Inoltre, c’è il tema di come continuiamo a non riuscire a valorizzare le nostre capacità amministrative nel momento in cui c’è il voto politico.
I nostri sindaci valorizzano molto la loro appartenenza al PD e chiedono il coinvolgimento pieno nel lavoro. Ma insieme dobbiamo riflettere sul perché il lavoro che fanno le nostre amministrazioni nel 70% dei Comuni d’Italia poi non si traduce in un consenso alle elezioni politiche anche come mai i voti che portiamo ai nostri sindaci con le liste civiche non li ritroviamo nelle urne quando c’è il voto politico.
Penso, quindi, che il voto del 25 settembre dica molte cose.
Quando dico che siamo stati vissuti come il partito dell’establishment e del sistema e siamo stati puniti, dico una cosa su cui, chi come me ha fondato il PD, deve riflettere. Abbiamo fondato il PD di fronte ad un’evidente crisi di rapporto tra i cittadini e la politica con l’idea di costruire un soggetto nuovo capace di ridurre la distanza tra cittadini e politica, che investisse sulla democrazia e sulla partecipazione ma, purtroppo, questa scommessa fino ad ora l’abbiamo persa e lo mostra anche il risultato dell’affluenza al voto.
Forse questo tema lo abbiamo anche un po’ perso di vista nella nostra politica quotidiana.
Faccio un’informativa sulla vicenda delle elezioni regionali.
Non sappiamo quando saranno le elezioni regionali: si vocifera che il centrodestra cercherà posticipare l’appuntamento per fare un Election Day con le elezioni amministrative a maggio-giugno.
Il PD regionale ha lavorato in questi mesi insieme alle altre forze che stanno all’opposizione per costruire un programma comune.
Penso che nelle prossime settimane dovremo stringere a partire dalla coalizione.
Chi pone oggi il tema delle primarie, però, lo fa non capendo che le primarie non sono di per sé né uno strumento sbagliato né da escludere ma che se le poniamo come priorità, facendo una forzatura, rischiamo di non riuscire a chiudere su una coalizione ampia.
Prima decidiamo la coalizione e poi decidiamo insieme il percorso da fare e il candidato.
Abbiamo una responsabilità molto grande.
In Regione Lombardia abbiamo sempre perso da quando c’è il sistema elettorale maggioritario, anche dopo che c’è stata la fine anticipata della legislatura di Formigoni con lo scioglimento del Consiglio Regionale per mafia.
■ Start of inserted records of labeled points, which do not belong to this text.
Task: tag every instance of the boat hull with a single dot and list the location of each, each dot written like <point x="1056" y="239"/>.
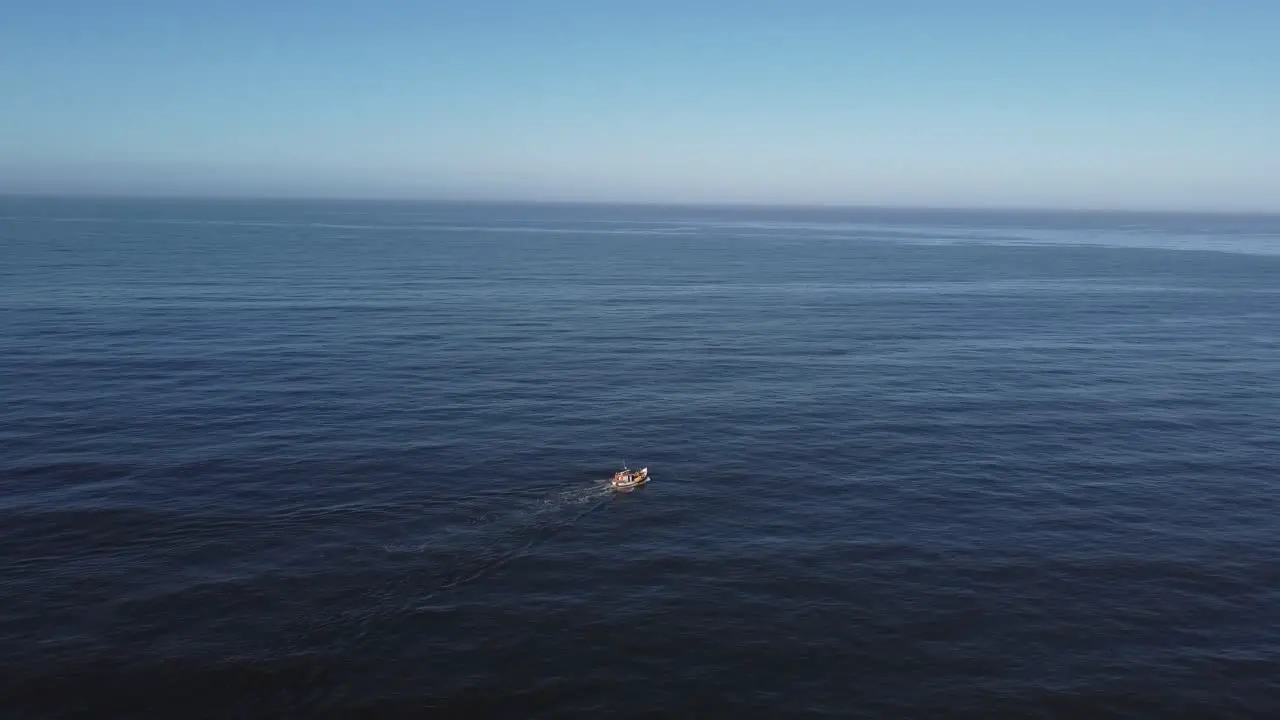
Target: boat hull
<point x="629" y="479"/>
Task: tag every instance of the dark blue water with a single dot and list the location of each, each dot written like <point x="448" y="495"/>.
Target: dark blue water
<point x="325" y="460"/>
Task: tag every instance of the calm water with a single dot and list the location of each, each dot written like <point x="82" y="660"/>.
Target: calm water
<point x="263" y="459"/>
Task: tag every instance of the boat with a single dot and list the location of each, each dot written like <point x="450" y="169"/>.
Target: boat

Oggi potrebbero crearsi alcune condizioni inedite.
Innanzitutto, il voto alle elezioni regionali non sarà in contemporanea a quello politico e, quindi, temi come sanità, casa o altri diventeranno più importanti per determinare il voto.
È molto possibile che il centrodestra non si presenti unito alle elezioni perché la candidatura della Moratti è in campo e non credo che si toglierà mentre la Lega non è intenzionata a sostenerla.
Il dato delle elezioni politiche, inoltre, mostra che la Lega è in grande difficoltà.
Questi fatti nuovi creano le condizioni per pensare di poter vincere davvero le elezioni regionali in Lombardia ma per farlo non dobbiamo sbagliare.
Abbiamo bisogno di mettere in campo la coalizione più ampia e più forte possibile, solo dopo viene il ragionamento sul candidato e le primarie: non dobbiamo invertire i fattori.